When she was a teenager, she performed a dance at her school's annual function. A film director in the audience offered her a three-minute dance number in the Telugu film Bhoomi Kosam (1974). She was hesitant, but her family encouraged her to accept it. She was paid only 10 rupees for her work in the film, but the rushes of those three minutes of film were shown to the major figures of the Telugu film industry. Major filmmakers offered her starring roles in quality films, and she accepted them. Character actor, M.Prabhakar Reddy gave Jaya Prada her screen name and introduced her to the film industry in 1976 . ( wikipedia +1) She became a huge star in 1976 with major hit films. Director K. Balachander's black-and-white film Anthuleni Katha (1976) showcased her dramatic skills; K. Viswanath's colour film Siri Siri Muvva (1976) showed her playing a mute girl with excellent dancing skills; and her title role as Sita in the big-budget mythological film Seetha Kalyanam (1976) confirmed her versatility. In 1977, she starred in Adavi Ramudu, which broke box office records and which permanently cemented her star status. The song "Aaresukoboyi Paresukunnanu" performed by Prada and co-star N.T. Rama Rao (NTR) became a mass hit. Important filmmakers were casting her and repeating her in their films. Filmmaker Vijay introduced her to Kannada cinema in his 1977 super-hit movie Sanaadi Appanna alongside Kannada matinee idol Dr. Rajkumar. The movie is also known to be the only movie to feature shehnai rendition by Ustad Bismillah Khan. She further acted with the Kannada matinee idol in super hits like Kaviratna Kalidasa in 1983 and Shabdavedhi in 2000.

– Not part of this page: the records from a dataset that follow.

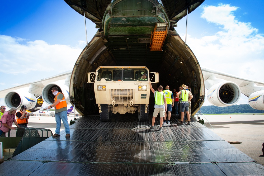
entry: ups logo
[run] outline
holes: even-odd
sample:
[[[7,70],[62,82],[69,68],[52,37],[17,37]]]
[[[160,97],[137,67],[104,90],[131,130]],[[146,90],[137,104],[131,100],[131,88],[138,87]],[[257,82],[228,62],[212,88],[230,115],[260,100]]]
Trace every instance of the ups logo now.
[[[40,98],[37,99],[37,104],[42,104],[43,103],[43,99]]]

In 1979, K. Balachander repeated her in the Tamil film Ninaithale Inikkum opposite Kamal Haasan and Rajinikanth in which she played a terminally-ill patient. She continued to act in more films in Telugu opposite actors such as NTR, ANR, Krishna, Krishnam Raju and Sobhan Babu throughout the 70s and 80s. She acted in highest number of films with Krishna like Sri Rajeshwari vilas coffee club (1976), Bhale Krishnudu (1980), Ooruki Monagadu (1981), Mundadugu (1983), Prajarajyam (1983) and Singhasan (1986). K. Viswanath remade Siri Siri Muvva (1976) in Hindi as Sargam, introducing Jayaprada to Bollywood in 1979. The film was successful and she became a star there as well. She earned her first Filmfare nomination as Best Actress but couldn't capitalise on her success since she couldn't speak Hindi.

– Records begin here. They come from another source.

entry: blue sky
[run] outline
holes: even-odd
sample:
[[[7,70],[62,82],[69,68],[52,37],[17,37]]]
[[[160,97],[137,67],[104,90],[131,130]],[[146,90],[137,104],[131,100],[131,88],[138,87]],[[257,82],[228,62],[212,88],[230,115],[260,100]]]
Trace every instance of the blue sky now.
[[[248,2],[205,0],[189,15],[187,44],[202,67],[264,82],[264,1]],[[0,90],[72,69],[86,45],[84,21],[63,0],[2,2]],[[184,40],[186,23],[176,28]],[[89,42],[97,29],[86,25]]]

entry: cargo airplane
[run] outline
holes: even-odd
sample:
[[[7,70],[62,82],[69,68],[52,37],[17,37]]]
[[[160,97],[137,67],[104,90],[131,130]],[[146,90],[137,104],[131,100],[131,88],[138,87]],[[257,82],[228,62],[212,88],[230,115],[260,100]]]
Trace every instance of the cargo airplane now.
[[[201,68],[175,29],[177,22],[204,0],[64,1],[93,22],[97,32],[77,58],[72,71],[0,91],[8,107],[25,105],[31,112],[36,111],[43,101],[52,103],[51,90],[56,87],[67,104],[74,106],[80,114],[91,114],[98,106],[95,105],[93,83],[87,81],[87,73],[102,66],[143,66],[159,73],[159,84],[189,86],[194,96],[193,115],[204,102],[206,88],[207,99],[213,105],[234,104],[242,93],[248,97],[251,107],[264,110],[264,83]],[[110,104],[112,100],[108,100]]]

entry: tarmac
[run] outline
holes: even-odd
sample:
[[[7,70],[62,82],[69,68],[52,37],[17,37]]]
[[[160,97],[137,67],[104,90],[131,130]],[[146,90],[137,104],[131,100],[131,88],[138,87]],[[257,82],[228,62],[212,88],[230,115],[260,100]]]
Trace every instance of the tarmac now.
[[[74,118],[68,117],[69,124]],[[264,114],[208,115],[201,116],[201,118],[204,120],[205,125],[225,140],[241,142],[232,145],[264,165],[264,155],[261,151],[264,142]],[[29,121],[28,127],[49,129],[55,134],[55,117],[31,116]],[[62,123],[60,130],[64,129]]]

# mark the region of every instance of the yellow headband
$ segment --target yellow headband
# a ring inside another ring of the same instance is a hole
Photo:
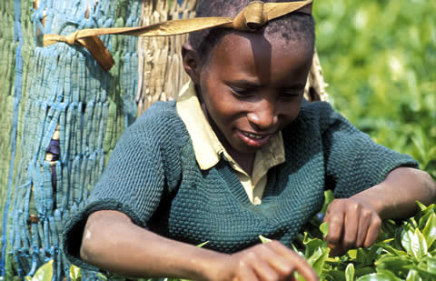
[[[183,20],[176,19],[141,27],[82,29],[66,36],[45,35],[44,46],[48,46],[58,42],[65,42],[69,45],[82,45],[89,51],[102,68],[104,71],[108,71],[114,65],[114,61],[98,35],[168,36],[213,27],[233,28],[240,31],[255,31],[264,25],[268,21],[292,12],[298,11],[300,13],[312,15],[312,0],[266,4],[262,1],[252,1],[248,6],[241,11],[234,18],[195,17]]]

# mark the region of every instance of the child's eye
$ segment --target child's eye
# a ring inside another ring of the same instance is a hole
[[[231,87],[232,92],[239,97],[248,97],[251,96],[253,93],[252,89],[243,89],[243,88],[235,88]]]
[[[284,91],[280,94],[280,96],[284,99],[292,99],[300,96],[302,91]]]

In 1981, she starred in the critically acclaimed Tamil film 47 Natkal and simultaneously made Telugu film 47 Rojulu by filmmaker K. Balachander in which Chiranjeevi played her villainous, bigamist husband. After she took Hindi lessons, director K. Vishwanath relaunched her in Hindi films, with Kaamchor where she spoke Hindi fluently for the first time. Saagara Sangamam directed by K. Vishwanath, starring Kamal Haasan proved to be a milestone in her career, winning her many accolades including Filmfare Award for Best Actress - Telugu in 1983. She was now able to consistently work in Hindi films, and earned two more Filmfare nominations as Best Actress for playing Amitabh Bachchan's endearing girlfriend in Prakash Mehra's Sharaabi (1984) and for her challenging double role in K. Vishwanath's Sanjog (1985).

Jayaprada made a successful team not just with Amitabh Bachchan and Jeetendra, but also with her immediate screen rival Sridevi, with whom she has acted in about a dozen films. Their hit Telugu film Devatha (1982), where they played sisters who made huge sacrifices for each other, was remade into the hit Hindi film Tohfa (1984). These films endeared Jayaprada to the traditional conservative section of film goers and she amassed a huge female fan following as well. It was an image that would serve her well when she started a new career as a politician. In 1985, she acted in the Malayalam film Iniyum Kadha Thudarum directed by Joshiy starring Mammootty, Baby Shalini and Ambika.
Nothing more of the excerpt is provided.